The concept for the exhibit was the brainchild of Beck. “Birds connect us to the rhythms of nature. They help us understand the changing seasons by their comings and goings. They soar above us and around us and live amongst us in our backyards. We learn about beauty, grace, persistence, hope and ourselves when we take notice of the rhythm of the birds.” Beck spent the twelve months of 2014 creating the thirty paintings in this show, preferring to work in the field from life to directly experience the changes in the landscape and light as the birds moved through their year.
“I have observed them through the four seasons, taken note of their daily behaviors, routines and habits. I watched them nest and faithfully care for their offspring, I learned about their preferred trees and perches…I listened and learned to recognize their song…I missed those that departed in the winter, and rejoiced at their return.” This intimacy is conveyed in her paintings through a deep knowledge of her materials and is supported by her past experience as a professional illustrator. “I want the paint to participate,” she says with strong conviction.
Beck describes her creative process as beginning with an internal dialog based on an experience. That experience grows into a concept and then, through the artist’s rendering, tells a story. For example, the concept for her painting titled Graziozo (the musical term for gracefully) emerged from her emotional response when a great blue heron rose up languorously and flew off as she approached it. Musical terms provide titles for many of her paintings as befits art exploring rhythm.
Don Rambadt is also exhibiting almost entirely new work. Rambadt’s personal statement declares “I sculpt because I enjoy the challenge of manipulating space. I choose birds as my subject matter because they fascinate me to no end.” A birdwatcher, falconer and former taxidermist he knows birds extremely well, but his work is more stylized than Beck’s. The species are recognizable, but the forms are “distilled like a haiku”, a liberty that is only possible when an artist is completely familiar with the natural form.

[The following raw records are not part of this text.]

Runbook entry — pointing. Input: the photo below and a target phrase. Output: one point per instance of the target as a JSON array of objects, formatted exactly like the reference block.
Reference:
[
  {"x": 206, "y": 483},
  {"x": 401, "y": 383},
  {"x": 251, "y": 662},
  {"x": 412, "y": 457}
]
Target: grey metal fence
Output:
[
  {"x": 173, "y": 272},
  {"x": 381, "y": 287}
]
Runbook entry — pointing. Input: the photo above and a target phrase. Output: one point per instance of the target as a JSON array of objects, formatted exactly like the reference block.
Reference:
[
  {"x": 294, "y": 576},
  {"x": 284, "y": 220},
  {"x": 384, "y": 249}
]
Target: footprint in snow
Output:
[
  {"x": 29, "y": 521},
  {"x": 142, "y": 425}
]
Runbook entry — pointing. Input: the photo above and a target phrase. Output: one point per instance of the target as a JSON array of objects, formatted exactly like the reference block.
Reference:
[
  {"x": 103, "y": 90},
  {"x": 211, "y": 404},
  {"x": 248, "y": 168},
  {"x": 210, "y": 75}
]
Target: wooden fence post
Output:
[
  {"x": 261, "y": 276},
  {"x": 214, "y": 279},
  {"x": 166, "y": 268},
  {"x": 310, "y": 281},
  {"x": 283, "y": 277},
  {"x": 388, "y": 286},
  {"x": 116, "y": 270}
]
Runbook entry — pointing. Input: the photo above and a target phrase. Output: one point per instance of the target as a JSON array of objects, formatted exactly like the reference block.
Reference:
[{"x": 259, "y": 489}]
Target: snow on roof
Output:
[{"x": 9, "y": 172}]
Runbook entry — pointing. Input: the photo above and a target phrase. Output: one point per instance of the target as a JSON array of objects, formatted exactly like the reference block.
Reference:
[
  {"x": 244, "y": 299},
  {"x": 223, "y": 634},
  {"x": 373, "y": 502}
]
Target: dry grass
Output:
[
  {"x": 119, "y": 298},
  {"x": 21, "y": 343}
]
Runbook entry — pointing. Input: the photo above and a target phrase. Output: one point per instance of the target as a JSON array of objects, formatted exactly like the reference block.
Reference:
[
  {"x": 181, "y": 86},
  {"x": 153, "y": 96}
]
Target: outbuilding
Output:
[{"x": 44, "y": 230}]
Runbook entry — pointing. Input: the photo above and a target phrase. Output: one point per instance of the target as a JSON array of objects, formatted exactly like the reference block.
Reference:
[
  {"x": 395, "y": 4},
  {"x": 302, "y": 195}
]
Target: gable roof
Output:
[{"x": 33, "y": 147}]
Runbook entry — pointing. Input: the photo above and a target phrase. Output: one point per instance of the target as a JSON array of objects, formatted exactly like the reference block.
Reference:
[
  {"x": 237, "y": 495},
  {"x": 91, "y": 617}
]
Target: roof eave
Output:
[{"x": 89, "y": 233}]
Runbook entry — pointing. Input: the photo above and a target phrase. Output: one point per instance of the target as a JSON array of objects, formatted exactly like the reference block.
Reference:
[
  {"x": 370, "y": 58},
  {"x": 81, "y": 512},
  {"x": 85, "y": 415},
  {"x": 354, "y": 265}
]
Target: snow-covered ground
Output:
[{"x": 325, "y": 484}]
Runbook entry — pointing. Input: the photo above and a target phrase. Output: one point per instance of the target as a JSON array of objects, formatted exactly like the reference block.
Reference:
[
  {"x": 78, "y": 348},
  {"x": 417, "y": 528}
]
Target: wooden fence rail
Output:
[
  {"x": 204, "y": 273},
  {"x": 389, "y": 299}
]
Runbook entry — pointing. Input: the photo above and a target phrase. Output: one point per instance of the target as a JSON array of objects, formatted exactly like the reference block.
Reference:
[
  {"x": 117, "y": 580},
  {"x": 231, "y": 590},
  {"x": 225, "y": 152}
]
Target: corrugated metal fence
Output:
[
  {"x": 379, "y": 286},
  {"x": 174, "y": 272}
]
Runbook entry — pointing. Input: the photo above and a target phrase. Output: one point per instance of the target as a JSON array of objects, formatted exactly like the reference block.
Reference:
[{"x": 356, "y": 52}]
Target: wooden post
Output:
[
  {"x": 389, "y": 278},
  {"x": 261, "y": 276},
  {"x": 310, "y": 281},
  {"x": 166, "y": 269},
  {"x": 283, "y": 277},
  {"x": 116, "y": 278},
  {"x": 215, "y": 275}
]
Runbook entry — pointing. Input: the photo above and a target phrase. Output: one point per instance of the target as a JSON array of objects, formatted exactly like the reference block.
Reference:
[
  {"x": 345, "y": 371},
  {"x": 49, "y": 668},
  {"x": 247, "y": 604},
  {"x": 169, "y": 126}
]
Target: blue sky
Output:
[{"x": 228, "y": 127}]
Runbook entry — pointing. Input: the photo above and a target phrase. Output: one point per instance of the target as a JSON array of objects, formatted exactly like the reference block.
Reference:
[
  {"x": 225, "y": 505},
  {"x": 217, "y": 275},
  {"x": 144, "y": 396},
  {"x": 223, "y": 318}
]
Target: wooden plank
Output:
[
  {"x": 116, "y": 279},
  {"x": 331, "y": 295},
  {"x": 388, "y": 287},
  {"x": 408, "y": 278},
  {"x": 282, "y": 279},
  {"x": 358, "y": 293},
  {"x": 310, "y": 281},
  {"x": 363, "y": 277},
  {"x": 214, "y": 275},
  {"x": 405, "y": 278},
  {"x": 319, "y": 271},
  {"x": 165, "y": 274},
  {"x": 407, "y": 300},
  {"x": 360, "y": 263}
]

Rambadt expresses delight at being a returning artist to Brushwood and to provide sculptural support to Beck’s theme of Rhythm. About Rambadt, Beck says “He’s fabulous! We are fortunate to have a nationally recognized sculptor whose work adds so much to the show.”
“We will continue to focus on art that explores the themes of nature and the environment. It’s a great way to make people think about their relationship with the natural world.”